Now together, may we pray? Our Lord, at this Thanksgiving season, with how many words could we multiply the depths of our gratitude to Thee. O God, what would I give for my eyes? If a man were to offer to me millions of dollars for my eyes, I wouldn’t take it. I am rich having my eyes. Lord, what would I give for my health? I am rich in God’s strength bestowed upon me. Lord, Lord, I can walk, I can use my hands, I have my mind, I can think. Great God in heaven, how indebted I am to Thee! And Lord, what a fellowship, what a heavenly divine companionship with these dear people here. When I’m alone, there is Jesus my Lord; when I come to church, here are God’s sainted people singing the praises of the Lord, reading out of His blessed Word promises that never fail.

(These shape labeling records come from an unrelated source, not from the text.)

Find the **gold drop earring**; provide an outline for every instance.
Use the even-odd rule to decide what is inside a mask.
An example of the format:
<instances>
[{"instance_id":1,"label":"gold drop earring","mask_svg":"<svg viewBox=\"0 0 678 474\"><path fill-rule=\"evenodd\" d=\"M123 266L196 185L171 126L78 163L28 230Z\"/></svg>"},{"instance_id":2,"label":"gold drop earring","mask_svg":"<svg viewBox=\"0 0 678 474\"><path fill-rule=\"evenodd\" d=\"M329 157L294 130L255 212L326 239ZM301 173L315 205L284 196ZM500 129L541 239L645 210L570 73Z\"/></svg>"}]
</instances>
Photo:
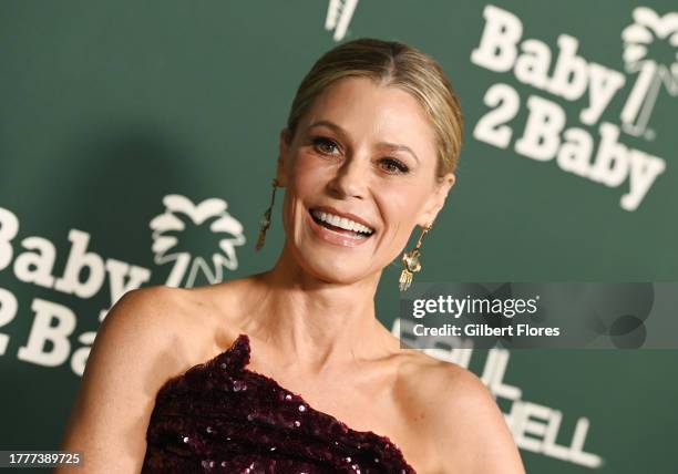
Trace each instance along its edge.
<instances>
[{"instance_id":1,"label":"gold drop earring","mask_svg":"<svg viewBox=\"0 0 678 474\"><path fill-rule=\"evenodd\" d=\"M432 224L424 227L419 236L419 240L417 240L414 249L402 255L402 265L404 268L400 274L400 291L405 291L408 288L410 288L410 285L412 285L412 274L421 270L421 261L419 260L421 257L421 251L419 251L419 249L421 248L423 236L431 230L431 227L433 227Z\"/></svg>"},{"instance_id":2,"label":"gold drop earring","mask_svg":"<svg viewBox=\"0 0 678 474\"><path fill-rule=\"evenodd\" d=\"M268 209L266 209L266 212L264 213L264 217L261 218L261 221L259 223L259 237L257 238L257 246L256 246L257 250L264 247L264 241L266 240L266 230L268 230L268 228L270 227L270 213L273 212L274 204L276 203L276 189L278 188L278 185L279 185L278 179L273 178L271 185L273 185L273 193L270 195L270 206L268 206Z\"/></svg>"}]
</instances>

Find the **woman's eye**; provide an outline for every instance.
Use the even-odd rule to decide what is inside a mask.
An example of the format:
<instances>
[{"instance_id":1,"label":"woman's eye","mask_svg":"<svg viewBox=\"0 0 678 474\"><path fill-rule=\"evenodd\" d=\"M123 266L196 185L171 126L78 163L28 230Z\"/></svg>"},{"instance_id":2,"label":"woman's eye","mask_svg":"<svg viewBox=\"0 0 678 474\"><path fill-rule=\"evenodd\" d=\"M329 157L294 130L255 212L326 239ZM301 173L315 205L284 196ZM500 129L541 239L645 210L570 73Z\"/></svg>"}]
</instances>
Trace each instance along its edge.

And then when that day comes, heaven’s door is open by those nail-pierced hands of our wonderful Savior [John 14:3]. And there He stands inviting us into the glory of the life that is yet to come [2 Peter 3:18]. O God, in how many abounding ways are we grateful and thankful to Thee this Lord’s day! And our Savior, we ask that a like heart, overflowing with thanksgiving to God, be in the souls and lives of all in divine presence. And our Lord, for those who have never accepted Thee as Savior, that today be that day of salvation [2 Corinthians 6:2]; for these who seek a church home in the fellowship of God’s sainted people, that they find a family loving them and Thee here with us [Hebrews 10:24-25]; and that God’s will this day may be done in every heart. God bless this appeal, in Thy precious and saving name, amen.
Now while we stand and sing our song, to give your heart to the Lord [Romans 10:8-13], to come into the fellowship of the church [Hebrews 10:24-25], to answer the call of the Spirit in your heart, on the first note of the first stanza, come, while we sing our song of appeal.